Senate debates

Tuesday, 23 September 2014

Questions without Notice: Take Note of Answers

Indigenous Affairs

3:19 pm

Photo of John WilliamsJohn Williams (NSW, National Party) Share this | Hansard source

I would like to contribute to this debate. I, like Senator Sterle, spent some time in Aboriginal communities back in my days of driving trucks in the 1970s. It was interesting. We would go up to Yunta, out on the road to Wertaloona Station—Bob Wilson owned the property. Four or five trucks might pull up at two or three o'clock in the afternoon and settle down for the day, to load at daylight next morning. When we arrived at the station, there were two or three Aboriginal stockmen in the yards drafting cattle. It was hot and dusty and there they were with their horses tied up under the trees—great workers, great Australians and very proud of what they were doing.

Money does not solve problems. I will tell you what we did: we threw money at the problem. I doubt whether there are many Aboriginal Australians employed in the Flinders Ranges now on those stations. In fact, I took previous minister Mark Arbib out to Wilcannia, where I learnt of this disgusting situation: the average lifespan of an Aboriginal man in Wilcannia is 33 years. That is disgraceful. I ask this question of people: find me somewhere in the world that has an average lifespan of 33 years or worse. I do not think you could find one. This is what we have done.

I am saying this to Senator Sterle and others here: when it comes to passion about our First Australians, no-one in this chamber has a greater passion for our First Australians than Senator Scullion, the Leader of the Nationals in the Senate. It is his passion and he is determined to do whatever he can to get best value for the taxpayer's dollar in assisting these people who need so much assistance. Education is the first thing, and I am very proud of what our minister is doing in relation to getting kids to school. Where are they going to go in this world without an education? What future do they have? Sure, there are traditional jobs out there, and a great history and culture, but we have to help these people get jobs and the first part of that is education. Mr Deputy President Marshall, you know full well we inherited a budget mess. We inherited $320 billion of gross debt when we were won government on 7 September last year. A billion rolls off the tongue pretty easily, doesn't it? One million and one billion—let us just focus on those amounts. Put that figure into seconds: one million seconds in time is 11½ days. In 11½ days we go through a million seconds. One billion seconds in time is 31.7 years. There is a big difference between one million and one billion, and we are talking billions.

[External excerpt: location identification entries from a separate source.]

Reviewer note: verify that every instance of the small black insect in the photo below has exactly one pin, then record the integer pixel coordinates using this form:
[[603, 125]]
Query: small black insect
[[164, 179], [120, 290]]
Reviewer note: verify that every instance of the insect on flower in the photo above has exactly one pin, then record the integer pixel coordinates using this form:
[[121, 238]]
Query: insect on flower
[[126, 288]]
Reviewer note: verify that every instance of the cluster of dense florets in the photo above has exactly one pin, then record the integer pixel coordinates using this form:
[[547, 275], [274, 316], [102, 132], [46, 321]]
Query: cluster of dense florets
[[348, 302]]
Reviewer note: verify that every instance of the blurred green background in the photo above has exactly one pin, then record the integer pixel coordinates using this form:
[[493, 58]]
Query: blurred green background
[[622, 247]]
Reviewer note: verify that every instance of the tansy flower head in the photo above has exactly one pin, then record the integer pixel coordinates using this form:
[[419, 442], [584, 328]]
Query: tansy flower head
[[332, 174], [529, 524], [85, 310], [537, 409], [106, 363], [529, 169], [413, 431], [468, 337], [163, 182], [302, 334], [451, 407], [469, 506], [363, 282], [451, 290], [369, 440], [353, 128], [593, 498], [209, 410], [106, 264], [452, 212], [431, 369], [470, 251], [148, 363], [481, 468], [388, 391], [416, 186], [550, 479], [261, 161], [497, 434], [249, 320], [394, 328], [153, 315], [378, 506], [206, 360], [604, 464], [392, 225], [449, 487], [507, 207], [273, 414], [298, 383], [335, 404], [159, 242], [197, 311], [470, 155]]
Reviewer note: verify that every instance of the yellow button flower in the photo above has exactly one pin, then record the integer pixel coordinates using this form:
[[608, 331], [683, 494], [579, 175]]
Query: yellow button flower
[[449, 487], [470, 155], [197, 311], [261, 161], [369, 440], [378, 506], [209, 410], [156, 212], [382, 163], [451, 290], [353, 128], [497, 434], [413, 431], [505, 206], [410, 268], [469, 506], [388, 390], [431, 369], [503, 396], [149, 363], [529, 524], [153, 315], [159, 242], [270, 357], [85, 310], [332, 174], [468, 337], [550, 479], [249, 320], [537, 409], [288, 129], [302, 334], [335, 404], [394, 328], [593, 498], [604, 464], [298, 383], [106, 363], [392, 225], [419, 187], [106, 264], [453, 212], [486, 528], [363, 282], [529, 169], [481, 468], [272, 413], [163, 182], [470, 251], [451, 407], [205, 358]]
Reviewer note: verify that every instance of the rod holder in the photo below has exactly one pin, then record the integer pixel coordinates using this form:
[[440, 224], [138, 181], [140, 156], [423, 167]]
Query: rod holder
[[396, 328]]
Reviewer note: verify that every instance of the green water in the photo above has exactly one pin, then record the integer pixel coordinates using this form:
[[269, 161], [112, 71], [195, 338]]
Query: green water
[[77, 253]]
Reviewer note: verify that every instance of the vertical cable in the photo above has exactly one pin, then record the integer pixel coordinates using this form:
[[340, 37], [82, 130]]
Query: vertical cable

The IAS, the Indigenous Advancement Strategy, is a major refocusing of Indigenous funding, streamlining over 150 programs and services from eight government departments—I repeat: eight government departments—into just five streams. These are: (1) jobs, land and economy; (2) children and schooling; (3) safety and wellbeing; (4) culture and capability; and (5) remote Australian strategies. Together they constitute the $4.8 billion Indigenous Advancement Strategy or IAS—a most important scheme.

To say that that is being cut—well, for Senator McLucas, I will put it into context. Those front-line services are not being cut. We do have a budget problem. Every Australian realises we have a budget problem. We inherited that budget problem from you, the financial messes on that side of the chamber, who have a history, a legacy, of sending the place broke, whether it be the state of Queensland, Victoria in the late eighties, South Australia, Western Australia or Tasmania—you name it, that is your legacy of spending money and borrowing up to the hilt.

We have to make every dollar count. That is what our Indigenous affairs minister, Senator Scullion, and the Prime Minister, Mr Abbott, are making their utmost and best effort to do: to make sure that the dollars get to the forefront so that we get the education, the health and the exercise, and so that we especially look after those in very remote areas who need so much assistance.

The claim that the Family Violence Prevention Legal Services are not eligible for funding under the government's Indigenous Advancement Strategy is incorrect; they can apply, and I encourage them to do so. I will repeat that: the claim that the Family Violence Prevention Legal Services are not eligible for funding under the government's Indigenous Advancement Strategy is incorrect; they can apply, and I encourage them to do so.

The Indigenous Advancement Strategy funding round opened on 8 September and will close on 17 October. Time restricts me from going on, but I will say that to make this a political issue, a partisan issue, is simply wrong, and it is those opposite trying to get political points.